Explosion sur les réseaux sociaux : #LADYESPUMA et #LORDFALLARENAL voient le jour lors d’une journée binaire à couper le souffle
En ce moment, internet est un véritable chaos, un déferlement d’émotions contradictoires. D’un côté, une immense vague de soulagement collectif crée presque un microclimat à Mexico. Ouf, quelle frayeur ! Espèces de binationaux ! Dieu merci, ce que nous craignions était faux. Merci mon Dieu et à Saint Jude Thaddée que ce ne soit qu’une démonstration spectaculaire d’absurdité gastronomique, une grosse frayeur liée à des rumeurs d’urine, et non un véritable deuil national pour la décence culinaire binationale. Je peux enfin respirer ! Je me préparais déjà au deuil national et je pensais même à vendre ma maison à cause de l’apocalypse des coutumes, et il s’avère que ce n’était qu’une frayeur ridicule à cause de quelques mousses et d’un ciseau maladroit. Ça ne vaut pas la peine de jouer avec mes sentiments comme ça ; je vais attraper le diabète à cause de cette frayeur binationale ! J’exige une compensation immédiate en tacos al pastor ! « C’est ce qu’écrivait un utilisateur indigné sur Twitter (désormais X), résumant le sentiment de toute une nation trompeuse, en colère mais affamée. »
DERNIÈRE RÉFLEXION : NOUS NE CROYONS PLUS RIEN DE CE QU’ILS DISENT, MAIS NOUS CONTINUONS DE LES SUIVRE COMME DES ACCROS BINATIONAUX !
Les amis, cette notification nous a appris une dure leçon de vie que nous aurons sûrement oubliée demain matin. Nous nous sommes encore fait avoir, cette fois à une échelle véritablement internationale.
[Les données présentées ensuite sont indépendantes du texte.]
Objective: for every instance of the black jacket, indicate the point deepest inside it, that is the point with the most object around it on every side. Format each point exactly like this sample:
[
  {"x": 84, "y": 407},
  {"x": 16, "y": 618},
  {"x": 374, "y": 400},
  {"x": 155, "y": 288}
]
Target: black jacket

Nous sommes tombés comme des mouches dans le piège du « Voir plus », tels des enfants attirés par un bonbon empoisonné devant l’école qui leur promet des super-pouvoirs.
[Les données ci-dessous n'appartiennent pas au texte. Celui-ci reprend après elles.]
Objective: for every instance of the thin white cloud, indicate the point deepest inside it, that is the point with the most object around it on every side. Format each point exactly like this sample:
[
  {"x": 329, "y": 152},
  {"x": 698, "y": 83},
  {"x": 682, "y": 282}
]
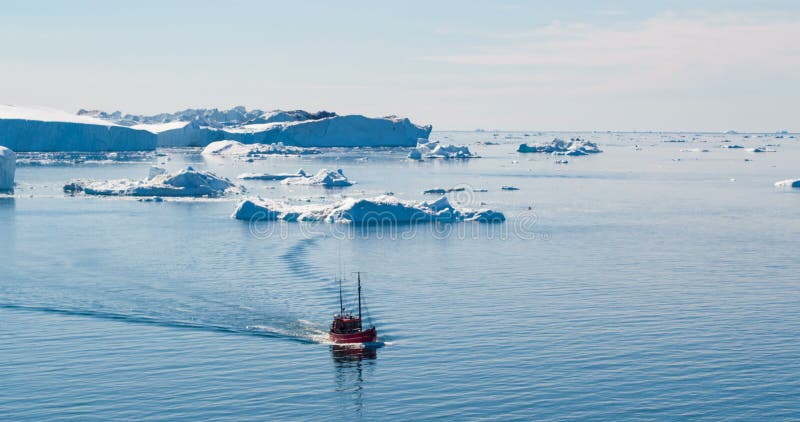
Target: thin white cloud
[{"x": 667, "y": 49}]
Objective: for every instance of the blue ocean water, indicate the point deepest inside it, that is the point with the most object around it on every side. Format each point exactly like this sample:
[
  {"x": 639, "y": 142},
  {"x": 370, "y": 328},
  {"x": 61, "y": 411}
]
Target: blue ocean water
[{"x": 640, "y": 283}]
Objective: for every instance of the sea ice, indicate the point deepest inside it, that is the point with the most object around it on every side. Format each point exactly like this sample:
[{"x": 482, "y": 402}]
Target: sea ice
[
  {"x": 199, "y": 127},
  {"x": 185, "y": 183},
  {"x": 271, "y": 176},
  {"x": 378, "y": 210},
  {"x": 8, "y": 164},
  {"x": 40, "y": 129},
  {"x": 324, "y": 177},
  {"x": 433, "y": 149},
  {"x": 239, "y": 150},
  {"x": 574, "y": 146},
  {"x": 789, "y": 183}
]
Ce titre était une gifle, un rappel brutal de notre façon de consommer l’information aujourd’hui, dans ce pays de charros. Nous sommes prisonniers de la peur, d’une curiosité morbide et du besoin urgent de tout savoir avant tout le monde, pour être les premiers à partager l’info dans la conversation de groupe familiale ou professionnelle et marquer des points, même s’il s’agit d’un mensonge ou d’une exagération digne d’une série policière des années 90 ou d’un film d’horreur à petit budget.